To address these concerns, it is essential for government to rely on what is known as intermediary organizations. Quality intermediaries posses an authoritative knowledge of a local community's finest assets, they speak the language of both government and the faith community, and they broker services and relationships between the two sides.

The most acclaimed welfare reform intermediary organization is the Good Samaritan Ministries in Ottawa County, Michigan. Ottawa was the first county in the nation to reduce its welfare caseload to zero, and government officials credit much of their success to the $99,000 contract they established with Good Samaritan to mobilize the local church community.

Just as the Biblical "Good Samaritan" cared for a neighbor in need and referred him to appropriate care in the community, so too does the modern organization match needs with care givers. Upon receiving a referral from the county welfare office, Good Samaritan staff assesses the family's needs and connects them to a local church.
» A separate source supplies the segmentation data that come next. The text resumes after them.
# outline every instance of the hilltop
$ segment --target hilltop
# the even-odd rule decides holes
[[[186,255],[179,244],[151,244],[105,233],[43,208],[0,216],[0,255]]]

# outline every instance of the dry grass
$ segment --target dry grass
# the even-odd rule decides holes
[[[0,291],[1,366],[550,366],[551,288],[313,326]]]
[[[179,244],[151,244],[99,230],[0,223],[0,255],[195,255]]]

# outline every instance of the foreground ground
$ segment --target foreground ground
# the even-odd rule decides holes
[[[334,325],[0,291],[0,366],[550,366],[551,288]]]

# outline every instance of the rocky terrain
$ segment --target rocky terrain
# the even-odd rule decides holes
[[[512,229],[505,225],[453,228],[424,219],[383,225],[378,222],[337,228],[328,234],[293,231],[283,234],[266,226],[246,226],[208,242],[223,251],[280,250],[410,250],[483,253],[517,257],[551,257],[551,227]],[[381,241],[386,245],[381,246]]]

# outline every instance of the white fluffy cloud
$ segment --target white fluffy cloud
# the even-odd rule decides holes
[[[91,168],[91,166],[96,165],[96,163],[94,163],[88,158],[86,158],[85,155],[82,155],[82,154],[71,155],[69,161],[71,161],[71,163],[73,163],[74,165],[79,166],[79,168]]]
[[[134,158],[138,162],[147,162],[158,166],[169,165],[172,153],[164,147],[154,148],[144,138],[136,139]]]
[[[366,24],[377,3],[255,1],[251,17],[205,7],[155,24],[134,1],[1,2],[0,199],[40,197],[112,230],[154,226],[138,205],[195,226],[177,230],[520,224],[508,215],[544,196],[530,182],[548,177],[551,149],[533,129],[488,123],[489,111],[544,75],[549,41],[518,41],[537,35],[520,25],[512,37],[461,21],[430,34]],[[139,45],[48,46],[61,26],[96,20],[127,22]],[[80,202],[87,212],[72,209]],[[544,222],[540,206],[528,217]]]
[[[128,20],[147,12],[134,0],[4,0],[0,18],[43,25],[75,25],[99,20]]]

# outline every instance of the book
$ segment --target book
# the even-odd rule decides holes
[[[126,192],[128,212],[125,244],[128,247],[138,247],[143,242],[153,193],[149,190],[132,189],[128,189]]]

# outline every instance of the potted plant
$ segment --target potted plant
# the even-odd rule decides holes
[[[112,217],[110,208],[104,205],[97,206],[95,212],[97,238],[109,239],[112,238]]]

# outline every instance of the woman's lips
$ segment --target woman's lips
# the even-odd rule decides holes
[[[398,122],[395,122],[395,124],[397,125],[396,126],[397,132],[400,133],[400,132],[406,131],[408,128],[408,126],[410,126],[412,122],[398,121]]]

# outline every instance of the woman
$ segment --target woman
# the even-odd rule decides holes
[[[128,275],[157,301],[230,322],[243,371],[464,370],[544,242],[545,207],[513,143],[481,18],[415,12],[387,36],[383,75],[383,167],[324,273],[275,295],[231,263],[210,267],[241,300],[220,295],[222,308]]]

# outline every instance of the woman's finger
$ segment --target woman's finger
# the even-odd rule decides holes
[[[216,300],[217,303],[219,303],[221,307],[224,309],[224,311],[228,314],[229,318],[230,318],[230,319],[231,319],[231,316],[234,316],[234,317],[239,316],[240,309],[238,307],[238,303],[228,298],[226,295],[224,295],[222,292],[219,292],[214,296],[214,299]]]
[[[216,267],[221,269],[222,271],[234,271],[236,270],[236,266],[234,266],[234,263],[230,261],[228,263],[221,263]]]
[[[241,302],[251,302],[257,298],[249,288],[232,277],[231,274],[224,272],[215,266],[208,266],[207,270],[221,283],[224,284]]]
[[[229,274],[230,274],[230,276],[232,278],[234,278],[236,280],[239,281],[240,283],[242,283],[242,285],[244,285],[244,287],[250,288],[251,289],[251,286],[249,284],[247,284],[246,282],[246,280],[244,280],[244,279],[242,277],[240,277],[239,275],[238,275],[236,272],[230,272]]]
This may sound easy, but it is worth a look at other efforts to see just how successful the Ottawa County model is. Compared with local government efforts in San Diego, which spent 18 months recruiting 18 churches to staff a service center information desk, Good Samaritan mobilized over 50 churches in just a few months to perform the more challenging work of mentoring and counseling.

The formula is straightforward. The challenges of delivering post-welfare reform services are too big for government to handle alone. The use of welfare savings to fund a new public/private infrastructure, relying heavily on the role of intermediary organizations to bridge the two sectors, may be the only sustainable resolution to servicng the poor and strengthening America's communities in the 21st century.